What is the cost for this:

 colorsdb=# explain analyze select '(1,2,3)'::cube <-> color, color from colors order by 1 asc limit 10;
                                                         QUERY PLAN
----------------------------------------------------------------------------------------------------------------------------
  Limit  (cost=20734.28..20734.30 rows=10 width=40) (actual time=151.844..151.846 rows=10 loops=1)
    ->  Sort  (cost=20734.28..21984.46 rows=500072 width=40) (actual time=151.843..151.845 rows=10 loops=1)
          Sort Key: (('(1, 2, 3)'::cube <-> color))
          Sort Method: top-N heapsort  Memory: 25kB
          ->  Seq Scan on colors  (cost=0.00..9927.90 rows=500072 width=40) (actual time=0.014..88.199 rows=500000 loops=1)
  Planning time: 0.054 ms
  Execution time: 151.864 ms
 (7 rows)

You can see PostgreSQL is doing a sequential scan and it takes 151 ms to get 5 nearest colors.
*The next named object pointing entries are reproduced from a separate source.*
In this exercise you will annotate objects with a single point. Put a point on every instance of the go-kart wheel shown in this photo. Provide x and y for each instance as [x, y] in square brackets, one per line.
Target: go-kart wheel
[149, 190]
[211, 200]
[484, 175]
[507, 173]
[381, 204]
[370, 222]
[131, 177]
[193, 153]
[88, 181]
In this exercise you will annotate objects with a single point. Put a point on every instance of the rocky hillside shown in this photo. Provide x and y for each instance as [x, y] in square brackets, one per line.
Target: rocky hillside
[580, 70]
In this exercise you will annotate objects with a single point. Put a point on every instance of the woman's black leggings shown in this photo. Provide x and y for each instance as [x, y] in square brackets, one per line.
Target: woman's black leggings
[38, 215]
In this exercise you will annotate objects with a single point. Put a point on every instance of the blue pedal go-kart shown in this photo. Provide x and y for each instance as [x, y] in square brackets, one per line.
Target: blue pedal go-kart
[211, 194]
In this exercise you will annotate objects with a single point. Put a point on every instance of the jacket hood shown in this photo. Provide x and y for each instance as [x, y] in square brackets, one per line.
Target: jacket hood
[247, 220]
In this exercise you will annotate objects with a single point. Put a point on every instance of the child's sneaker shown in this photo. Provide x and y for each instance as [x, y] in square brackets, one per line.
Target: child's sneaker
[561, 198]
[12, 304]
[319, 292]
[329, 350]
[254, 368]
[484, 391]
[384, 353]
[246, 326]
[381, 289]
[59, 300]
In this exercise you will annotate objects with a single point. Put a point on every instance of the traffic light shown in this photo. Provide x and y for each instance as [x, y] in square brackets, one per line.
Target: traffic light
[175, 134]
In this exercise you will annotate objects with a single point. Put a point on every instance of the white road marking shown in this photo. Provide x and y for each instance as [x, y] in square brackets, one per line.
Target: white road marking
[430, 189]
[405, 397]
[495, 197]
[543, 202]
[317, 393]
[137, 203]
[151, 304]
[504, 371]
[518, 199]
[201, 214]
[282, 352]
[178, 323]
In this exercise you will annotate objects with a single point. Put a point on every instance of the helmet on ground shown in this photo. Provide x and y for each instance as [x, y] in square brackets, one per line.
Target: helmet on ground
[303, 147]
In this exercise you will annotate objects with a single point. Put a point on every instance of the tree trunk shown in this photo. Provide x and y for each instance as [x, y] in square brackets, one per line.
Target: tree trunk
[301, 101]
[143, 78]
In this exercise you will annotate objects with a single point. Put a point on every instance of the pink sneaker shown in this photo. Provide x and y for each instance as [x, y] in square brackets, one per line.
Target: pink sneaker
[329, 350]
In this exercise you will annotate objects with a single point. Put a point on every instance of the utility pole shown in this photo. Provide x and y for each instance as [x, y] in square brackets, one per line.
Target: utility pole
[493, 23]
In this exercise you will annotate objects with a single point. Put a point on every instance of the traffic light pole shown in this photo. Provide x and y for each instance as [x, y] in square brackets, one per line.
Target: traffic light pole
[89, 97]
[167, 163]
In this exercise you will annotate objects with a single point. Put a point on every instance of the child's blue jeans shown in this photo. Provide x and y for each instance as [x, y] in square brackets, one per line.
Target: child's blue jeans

Without index, that is. Since 9.1, PostgreSQL supports returning nearest items with use of GiST index. Let's try indexing colors (building index takes a while):

colorsdb=# create index colors_color_idx on colors using gist (color);
CREATE INDEX

And check the query now:

 colorsdb=# explain analyze select '(1,2,3)'::cube <-> color, color from colors order by 1 asc limit 10;
                                                                 QUERY PLAN
-------------------------------------------------------------------------------------------------------------------------------------------
  Limit  (cost=0.29..1.20 rows=10 width=40) (actual time=0.236..0.565 rows=10 loops=1)
    ->  Index Scan using colors_color_idx on colors  (cost=0.29..45996.29 rows=500000 width=40) (actual time=0.235..0.562 rows=10 loops=1)
          Order By: (color <-> '(1, 2, 3)'::cube)
  Planning time: 0.051 ms
  Execution time: 0.585 ms
 (5 rows)

Yay, 0.6 ms, which is about 250-times faster for a table with 0,5 million records.